Neural directional distance field object representation for uni-directional path-traced rendering

TL;DR

This paper introduces neural directed distance fields as a new object representation to accelerate path-traced rendering, enabling faster scene queries and rendering without altering existing algorithms.

Contribution

It presents a novel neural representation of objects using directed distance functions and integrates it into path-tracing for improved rendering efficiency.

Findings

Neural directed distance fields effectively represent scene objects.

The approach reduces rendering time for complex scenes.

Compatible with existing path-tracing algorithms.

Abstract

Faster rendering of synthetic images is a core problem in the field of computer graphics. Rendering algorithms, such as path-tracing is dependent on parameters like size of the image, number of light bounces, number of samples per pixel, all of which, are fixed if one wants to obtain a image of a desired quality.

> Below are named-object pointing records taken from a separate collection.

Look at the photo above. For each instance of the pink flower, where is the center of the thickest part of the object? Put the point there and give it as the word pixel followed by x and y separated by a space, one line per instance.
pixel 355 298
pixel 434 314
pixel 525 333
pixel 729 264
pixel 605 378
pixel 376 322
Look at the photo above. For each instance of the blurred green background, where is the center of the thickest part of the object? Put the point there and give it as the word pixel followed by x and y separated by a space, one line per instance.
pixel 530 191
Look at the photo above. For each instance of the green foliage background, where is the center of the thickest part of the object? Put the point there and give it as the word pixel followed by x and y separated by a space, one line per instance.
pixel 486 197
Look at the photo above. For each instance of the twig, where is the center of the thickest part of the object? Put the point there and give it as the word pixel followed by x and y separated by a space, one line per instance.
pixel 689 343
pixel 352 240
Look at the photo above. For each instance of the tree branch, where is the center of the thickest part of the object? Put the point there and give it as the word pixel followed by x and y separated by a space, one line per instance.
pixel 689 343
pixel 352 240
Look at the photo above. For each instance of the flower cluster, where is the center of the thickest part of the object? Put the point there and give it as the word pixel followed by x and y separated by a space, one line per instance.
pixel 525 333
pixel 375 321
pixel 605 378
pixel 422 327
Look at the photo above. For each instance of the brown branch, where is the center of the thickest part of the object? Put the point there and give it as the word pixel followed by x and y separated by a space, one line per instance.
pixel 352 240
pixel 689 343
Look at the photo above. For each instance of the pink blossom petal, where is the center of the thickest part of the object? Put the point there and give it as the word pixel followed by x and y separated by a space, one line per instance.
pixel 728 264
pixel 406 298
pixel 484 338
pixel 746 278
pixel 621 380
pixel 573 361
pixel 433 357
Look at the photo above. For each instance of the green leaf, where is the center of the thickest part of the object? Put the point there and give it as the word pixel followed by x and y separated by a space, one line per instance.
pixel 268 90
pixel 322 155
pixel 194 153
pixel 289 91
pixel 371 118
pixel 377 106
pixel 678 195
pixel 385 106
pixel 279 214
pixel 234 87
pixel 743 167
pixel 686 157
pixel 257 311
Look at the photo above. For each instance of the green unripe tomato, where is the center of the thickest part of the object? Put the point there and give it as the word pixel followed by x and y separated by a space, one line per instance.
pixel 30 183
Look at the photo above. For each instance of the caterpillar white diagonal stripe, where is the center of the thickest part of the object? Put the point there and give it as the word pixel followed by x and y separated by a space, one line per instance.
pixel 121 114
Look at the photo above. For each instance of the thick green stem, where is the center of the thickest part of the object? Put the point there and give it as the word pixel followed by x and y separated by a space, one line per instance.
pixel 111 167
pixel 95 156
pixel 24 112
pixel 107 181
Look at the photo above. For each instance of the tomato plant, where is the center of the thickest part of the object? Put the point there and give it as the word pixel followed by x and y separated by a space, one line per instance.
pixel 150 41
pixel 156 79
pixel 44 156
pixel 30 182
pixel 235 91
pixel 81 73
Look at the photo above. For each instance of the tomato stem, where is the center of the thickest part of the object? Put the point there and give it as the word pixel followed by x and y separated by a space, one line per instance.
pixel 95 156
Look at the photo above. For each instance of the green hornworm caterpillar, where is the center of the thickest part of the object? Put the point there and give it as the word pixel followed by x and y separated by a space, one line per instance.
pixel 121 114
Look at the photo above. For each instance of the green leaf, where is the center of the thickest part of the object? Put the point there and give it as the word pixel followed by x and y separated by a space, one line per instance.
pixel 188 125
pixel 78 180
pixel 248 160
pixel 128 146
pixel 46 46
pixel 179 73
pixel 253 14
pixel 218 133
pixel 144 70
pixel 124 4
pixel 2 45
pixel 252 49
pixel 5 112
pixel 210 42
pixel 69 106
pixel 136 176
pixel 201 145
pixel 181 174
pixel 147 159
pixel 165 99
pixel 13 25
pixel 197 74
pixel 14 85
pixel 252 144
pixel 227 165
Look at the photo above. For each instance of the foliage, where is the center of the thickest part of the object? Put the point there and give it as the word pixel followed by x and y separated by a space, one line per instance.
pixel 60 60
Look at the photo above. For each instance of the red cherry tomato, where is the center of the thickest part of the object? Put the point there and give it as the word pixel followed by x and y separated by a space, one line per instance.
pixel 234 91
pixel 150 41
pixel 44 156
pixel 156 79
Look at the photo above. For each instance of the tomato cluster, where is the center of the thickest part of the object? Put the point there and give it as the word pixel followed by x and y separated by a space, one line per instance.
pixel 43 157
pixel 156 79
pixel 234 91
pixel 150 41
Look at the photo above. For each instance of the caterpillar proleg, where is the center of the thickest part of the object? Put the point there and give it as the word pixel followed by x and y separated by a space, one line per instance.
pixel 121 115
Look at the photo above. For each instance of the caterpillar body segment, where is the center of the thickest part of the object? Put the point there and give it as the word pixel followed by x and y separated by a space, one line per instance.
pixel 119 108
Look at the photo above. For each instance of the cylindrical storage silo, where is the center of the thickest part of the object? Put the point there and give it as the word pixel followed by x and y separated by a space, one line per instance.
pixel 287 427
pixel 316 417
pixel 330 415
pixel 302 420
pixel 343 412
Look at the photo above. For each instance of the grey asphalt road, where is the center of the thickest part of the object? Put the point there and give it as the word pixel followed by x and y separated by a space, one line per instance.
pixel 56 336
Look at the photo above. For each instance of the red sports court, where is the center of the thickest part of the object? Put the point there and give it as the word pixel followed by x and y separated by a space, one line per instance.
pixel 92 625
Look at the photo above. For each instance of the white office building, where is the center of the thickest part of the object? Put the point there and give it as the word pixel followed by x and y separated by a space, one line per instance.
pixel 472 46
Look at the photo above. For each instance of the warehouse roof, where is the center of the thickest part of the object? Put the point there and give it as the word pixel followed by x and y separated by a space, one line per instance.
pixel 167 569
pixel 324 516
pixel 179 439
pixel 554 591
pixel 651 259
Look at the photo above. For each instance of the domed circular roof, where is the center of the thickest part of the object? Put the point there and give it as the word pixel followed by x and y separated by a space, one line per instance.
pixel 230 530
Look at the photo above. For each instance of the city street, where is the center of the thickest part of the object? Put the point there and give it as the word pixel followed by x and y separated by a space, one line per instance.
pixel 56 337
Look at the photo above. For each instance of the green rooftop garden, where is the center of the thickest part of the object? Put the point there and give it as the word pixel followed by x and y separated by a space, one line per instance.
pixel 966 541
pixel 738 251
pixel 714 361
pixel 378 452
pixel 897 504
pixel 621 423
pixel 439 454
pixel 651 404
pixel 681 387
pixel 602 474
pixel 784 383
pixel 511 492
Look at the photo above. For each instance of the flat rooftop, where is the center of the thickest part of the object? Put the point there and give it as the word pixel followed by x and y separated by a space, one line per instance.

It is also dependent on the size and complexity of the scene being rendered. One of the largest bottleneck in rendering, particularly when the scene is very large, is querying for objects in the path of a given ray in the scene. By changing the data type that represents the objects in the scene, one may reduce render time, however, a different representation of a scene requires the modification of the rendering algorithm. In this paper, (a) we introduce directed distance field, as a functional representation of a object; (b) how the directed distance functions, when stored as a neural network, be optimized and; (c) how such an object can be rendered with a modified path-tracing algorithm.